It was at breakfast time that this letter arrived, and the bacon was undeniably less good than it would have been two days previously. Evelyn sniffed at it, and decided against it. But his sensitiveness to slightly passée bacon was sensitive to her feelings also.

“One doesn’t want meat food in the summer,” he said. “Tea and marmalade—how delicious!”

Madge handed him his tea.

“You dear,” she said. “It is high, and it’s my fault; I thought it would be good just for to-day. But it isn’t. Oh, Evelyn, it was nice of you to pretend you didn’t want any. But you can’t act before me. I always know you. So give it up.”
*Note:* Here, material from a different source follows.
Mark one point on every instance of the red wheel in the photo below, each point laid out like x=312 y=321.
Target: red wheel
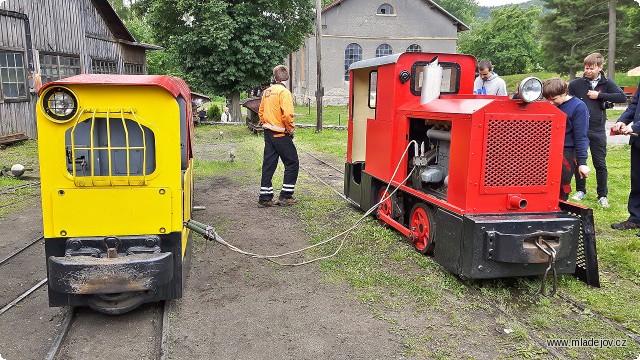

Evelyn gave a great shout of laughter.

“Madge and marmalade,” he said. “That’s good enough for me. In fact, I would leave out the marmalade if required. Oh, Madge, why can’t you be serious and talk about this. By the way, I’ll paint another sketch of you called ‘Bad bacon’; the yearning face of the young wife. You are young, you know, and you are my wife. Don’t chatter so, it confuses me. Now Lady Dover, if you will be silent one moment, lives at Golspie.”

“That’s where you are wrong,” said Madge. “You have to go to Golspie before you begin.”

“I don’t want to begin. I want to get there. Don’t you?”

Madge put on the woeful face that always introduced Ellesdee.

“I don’t like the ticket man at King’s Cross,” she said. “I don’t think he is what he seems.”